Tuesday, September 7, 2010

M Rajaque Rahman, Arunachal Pradesh, India

Masters Degree in Communications
Art of Living instructor, Former Journalist

I was born in a devout but liberal Muslim family in Imphal, the capital city of the North Eastern Indian state of Manipur in 1971. I had my initial education in Imphal and in the year 1992 I graduated in journalism from Bangalore University. Two years later, I obtained a Master of Science Degree in Communications from the same university. In the same year, I joined The Economic Times, India’s Number One business newspaper as a trainee journalist and rose to handle the entire Editorial Desk of its southern editions by the time I left it to take a assignment abroad in 2002. In the year 2005, I ended my very rewarding and fulfilling career in journalism to respond to the calling of my life and to get involved full time with the Art of Living.

The headache that turned my life around

The dotcom boom lured me out of a very rewarding and fulfilling stint at a top media house. When the bubble went bust, I was hunting for my second job within a year. And when 9/11 happened, along with the twin tower, my dreams of being part of the team that was to launch a top US magazine in India also came crashing down.

The joblessness, however, did not give me too much of a headache, but my migraine did. Instead of doing the rounds of prospective employers, I was visiting doctor after doctor to find a cure for my migraine which was almost becoming chronic. After uncountable number of tests and strips of medicines, I was still struggling to learn to live with my migraine. More than the lure of the lucre, it was the traumatic attacks that made me end my seven-year marriage with my maiden job.

Little did I know that the art of living with migraine would be taught at the Art of Living workshop. One of the doctors threw his arms up, suggesting that I give Sudarshan Kriya of His Holiness Sri Sri Ravi Shankar a try. My immediate reaction was, how could I learn a technique cognized by a white robed, long haired Hindu guru. My orthodox and ignorant upbringing convinced me that it would be nothing sort of blasphemy to learn such yogic techniques. All attempts by my friends to reason me out failed and I preferred to live with my migraine than commit ‘blasphemy’ until I couldn't take the headache anymore.

After eight months of dithering and fighting my migraine, I decided to heed the advice the doctor, reasoning out myself that my religion permits me to do even ‘un-Islamic things’ if they were meant to sustain my life. I enrolled for the course in Bangalore. It was a case of love-at-first-sight. I found the workshop revolutionary in its content and approach. And by the end of the six-day workshop, I was already married to it even as I kept waiting for the ‘un-Islamic things’ to come! To cut a long story short, there was nothing in the workshop that conflicted with the tenets of my religion. Instead I learnt skills that could help me go deeper in my faith.

I wanted to bring this knowledge to more people

The concepts like accepting people and situations as they are or not seeing intention behind other people’s mistake are also the essence of the many hadiths (sayings of the prophet) the neighborhood moulvi taught when I was a kid. More importantly, they no more remained mere concepts; the workshop imparted techniques to integrate them into my daily life.

After a few advanced courses, I was convinced that this is what I was looking for in life.
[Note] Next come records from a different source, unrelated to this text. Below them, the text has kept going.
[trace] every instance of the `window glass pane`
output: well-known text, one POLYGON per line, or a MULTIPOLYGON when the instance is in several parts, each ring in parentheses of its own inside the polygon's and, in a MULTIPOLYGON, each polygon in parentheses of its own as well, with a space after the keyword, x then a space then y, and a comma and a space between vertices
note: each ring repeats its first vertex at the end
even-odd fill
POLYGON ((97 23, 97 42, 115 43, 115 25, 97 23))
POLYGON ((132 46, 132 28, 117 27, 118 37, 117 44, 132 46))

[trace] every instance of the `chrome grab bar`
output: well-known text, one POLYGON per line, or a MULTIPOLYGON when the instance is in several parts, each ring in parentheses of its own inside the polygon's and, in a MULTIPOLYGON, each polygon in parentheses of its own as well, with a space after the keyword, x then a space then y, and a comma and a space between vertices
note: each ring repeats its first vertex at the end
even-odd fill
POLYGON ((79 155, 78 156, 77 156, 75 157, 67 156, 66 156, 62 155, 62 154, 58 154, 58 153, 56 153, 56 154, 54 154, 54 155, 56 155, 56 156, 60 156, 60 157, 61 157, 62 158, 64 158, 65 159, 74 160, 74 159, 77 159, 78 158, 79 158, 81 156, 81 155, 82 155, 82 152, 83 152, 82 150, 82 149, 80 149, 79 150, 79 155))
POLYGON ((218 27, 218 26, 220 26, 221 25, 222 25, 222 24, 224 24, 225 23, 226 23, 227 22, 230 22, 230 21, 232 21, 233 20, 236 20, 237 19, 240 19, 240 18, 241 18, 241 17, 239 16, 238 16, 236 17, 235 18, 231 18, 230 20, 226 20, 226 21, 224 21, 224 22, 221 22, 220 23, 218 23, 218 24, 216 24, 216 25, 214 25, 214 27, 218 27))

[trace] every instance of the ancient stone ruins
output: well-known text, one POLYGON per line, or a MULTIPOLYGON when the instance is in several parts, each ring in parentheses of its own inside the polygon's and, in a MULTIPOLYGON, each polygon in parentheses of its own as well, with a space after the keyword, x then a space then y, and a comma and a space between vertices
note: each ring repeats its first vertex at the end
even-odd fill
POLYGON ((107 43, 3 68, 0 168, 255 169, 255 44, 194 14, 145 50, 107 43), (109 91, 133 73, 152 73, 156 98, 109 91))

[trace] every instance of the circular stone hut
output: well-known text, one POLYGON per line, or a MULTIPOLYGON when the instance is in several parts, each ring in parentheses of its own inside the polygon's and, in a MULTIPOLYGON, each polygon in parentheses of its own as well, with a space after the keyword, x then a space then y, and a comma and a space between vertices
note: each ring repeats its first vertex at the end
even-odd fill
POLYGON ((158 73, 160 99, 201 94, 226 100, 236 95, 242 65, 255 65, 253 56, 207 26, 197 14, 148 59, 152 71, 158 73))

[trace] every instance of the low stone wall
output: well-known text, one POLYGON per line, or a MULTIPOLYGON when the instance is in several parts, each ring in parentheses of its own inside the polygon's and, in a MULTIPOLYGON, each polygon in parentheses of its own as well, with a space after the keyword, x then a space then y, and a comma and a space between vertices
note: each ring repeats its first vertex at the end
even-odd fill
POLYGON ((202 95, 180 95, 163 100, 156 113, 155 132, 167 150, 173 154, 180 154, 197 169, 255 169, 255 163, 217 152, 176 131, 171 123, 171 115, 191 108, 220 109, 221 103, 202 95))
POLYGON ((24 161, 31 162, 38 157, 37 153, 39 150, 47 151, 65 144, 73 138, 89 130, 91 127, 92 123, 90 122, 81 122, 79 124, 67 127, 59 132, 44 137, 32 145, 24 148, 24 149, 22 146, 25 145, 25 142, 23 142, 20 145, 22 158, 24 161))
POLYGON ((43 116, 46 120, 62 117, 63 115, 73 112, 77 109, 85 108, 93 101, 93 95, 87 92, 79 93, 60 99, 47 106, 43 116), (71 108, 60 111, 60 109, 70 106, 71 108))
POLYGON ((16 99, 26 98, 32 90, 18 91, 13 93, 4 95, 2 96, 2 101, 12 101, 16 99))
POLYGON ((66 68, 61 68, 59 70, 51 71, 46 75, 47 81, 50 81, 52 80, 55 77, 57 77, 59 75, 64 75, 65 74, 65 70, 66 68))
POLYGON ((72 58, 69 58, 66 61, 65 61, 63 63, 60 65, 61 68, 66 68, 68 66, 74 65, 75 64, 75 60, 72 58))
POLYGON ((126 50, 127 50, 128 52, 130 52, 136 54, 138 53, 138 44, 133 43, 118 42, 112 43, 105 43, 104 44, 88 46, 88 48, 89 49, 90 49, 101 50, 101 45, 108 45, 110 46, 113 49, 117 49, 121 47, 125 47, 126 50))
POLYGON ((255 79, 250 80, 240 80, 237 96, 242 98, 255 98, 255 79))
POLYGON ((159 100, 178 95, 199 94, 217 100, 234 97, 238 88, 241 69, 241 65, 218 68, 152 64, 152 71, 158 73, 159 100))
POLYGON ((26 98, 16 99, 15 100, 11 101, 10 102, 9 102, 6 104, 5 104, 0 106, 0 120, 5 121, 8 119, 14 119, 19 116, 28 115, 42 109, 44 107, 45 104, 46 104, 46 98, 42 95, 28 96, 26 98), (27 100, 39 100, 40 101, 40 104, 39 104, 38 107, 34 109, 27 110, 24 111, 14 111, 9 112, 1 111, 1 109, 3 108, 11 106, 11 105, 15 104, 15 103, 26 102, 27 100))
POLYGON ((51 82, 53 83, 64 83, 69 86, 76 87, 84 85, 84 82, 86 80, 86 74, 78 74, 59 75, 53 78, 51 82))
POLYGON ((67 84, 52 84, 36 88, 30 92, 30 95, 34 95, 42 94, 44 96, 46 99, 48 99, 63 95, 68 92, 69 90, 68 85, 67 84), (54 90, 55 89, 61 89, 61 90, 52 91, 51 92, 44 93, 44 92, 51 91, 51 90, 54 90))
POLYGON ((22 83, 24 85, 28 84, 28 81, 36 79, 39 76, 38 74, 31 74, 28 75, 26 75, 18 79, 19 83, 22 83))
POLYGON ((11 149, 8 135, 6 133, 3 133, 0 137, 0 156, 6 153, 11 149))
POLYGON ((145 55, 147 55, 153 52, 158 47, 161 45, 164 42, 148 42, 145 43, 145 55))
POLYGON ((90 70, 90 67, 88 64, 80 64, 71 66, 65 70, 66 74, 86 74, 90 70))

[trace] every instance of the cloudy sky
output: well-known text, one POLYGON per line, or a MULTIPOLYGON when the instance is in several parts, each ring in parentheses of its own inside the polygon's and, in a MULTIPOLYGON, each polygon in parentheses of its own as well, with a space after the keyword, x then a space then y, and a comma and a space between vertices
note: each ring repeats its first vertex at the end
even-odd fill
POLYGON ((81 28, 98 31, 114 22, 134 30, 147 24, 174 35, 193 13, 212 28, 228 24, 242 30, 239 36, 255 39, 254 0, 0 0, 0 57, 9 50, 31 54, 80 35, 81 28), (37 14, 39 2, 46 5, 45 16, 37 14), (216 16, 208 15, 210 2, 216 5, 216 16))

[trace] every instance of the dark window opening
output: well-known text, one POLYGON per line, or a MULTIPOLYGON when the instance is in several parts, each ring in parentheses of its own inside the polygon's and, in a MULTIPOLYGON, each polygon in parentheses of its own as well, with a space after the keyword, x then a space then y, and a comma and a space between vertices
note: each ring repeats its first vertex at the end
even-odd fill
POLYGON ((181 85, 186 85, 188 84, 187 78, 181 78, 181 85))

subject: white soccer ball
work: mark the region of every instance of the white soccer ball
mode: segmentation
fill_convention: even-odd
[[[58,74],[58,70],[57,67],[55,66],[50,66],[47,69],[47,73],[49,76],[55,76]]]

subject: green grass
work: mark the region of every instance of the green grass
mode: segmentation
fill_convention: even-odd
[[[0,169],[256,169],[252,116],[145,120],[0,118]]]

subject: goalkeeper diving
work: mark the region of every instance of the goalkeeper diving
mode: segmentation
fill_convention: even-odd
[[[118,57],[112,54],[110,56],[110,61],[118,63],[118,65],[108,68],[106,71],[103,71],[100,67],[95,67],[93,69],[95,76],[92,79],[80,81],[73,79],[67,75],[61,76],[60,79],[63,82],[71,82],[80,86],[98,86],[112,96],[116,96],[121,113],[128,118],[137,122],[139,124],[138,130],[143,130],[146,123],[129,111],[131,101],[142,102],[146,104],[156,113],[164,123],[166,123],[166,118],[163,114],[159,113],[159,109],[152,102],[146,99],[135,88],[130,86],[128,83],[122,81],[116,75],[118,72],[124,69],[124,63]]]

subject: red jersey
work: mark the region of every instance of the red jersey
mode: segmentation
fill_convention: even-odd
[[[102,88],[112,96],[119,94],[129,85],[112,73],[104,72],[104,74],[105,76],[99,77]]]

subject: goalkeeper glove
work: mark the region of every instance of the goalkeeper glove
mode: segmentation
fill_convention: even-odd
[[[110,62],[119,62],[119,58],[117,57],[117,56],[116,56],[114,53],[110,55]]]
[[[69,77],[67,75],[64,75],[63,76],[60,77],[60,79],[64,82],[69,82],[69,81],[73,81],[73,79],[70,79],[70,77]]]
I wanted to become an instructor and take this knowledge to more people, particularly to those who are mired in ignorance and misconceptions and deprived of the immense benefit the Art of Living offer.

When my boss at a business magazine in the Gulf refused to give me leave to attend the training to become an Art of Living instructor, I decided to give up the job and get involved full time with the Art of Living. This spontaneous move ruffled too many feathers back home. My mother and my siblings, all educated and liberal, could not comprehend the calling of my life. They simply presumed I was renouncing the world, and my faith, to spend the rest of my life with a Hindu guru. They even feared that I might be terminally ill and was not telling them the truth.

All explanations and reasoning fell on deaf ears. It was difficult to go against my own family, but I did not lose heart, as I knew that they would come around. Charity and service run deep in the family and I knew they would not stand in the way once they cared to understand what I was up to.

Slowly and gradually, they started to notice the depth that the Art of Living was adding to my life and they soften up. And when they heard the stories of transformation and solace people experienced after learning the Art of Living from me during my recent trip to a few Muslim villages in Assam, they shed their prejudice. Suddenly, the truth that true art of living transcends the man-made barriers of caste, creed, nationality and religion dawn on them and they started taking pride in what I am doing.

Oh, I forgot to mention about my migraine. No wonder! It’s has been nine years since my last migraine attack and my first Sudarshan Kriya!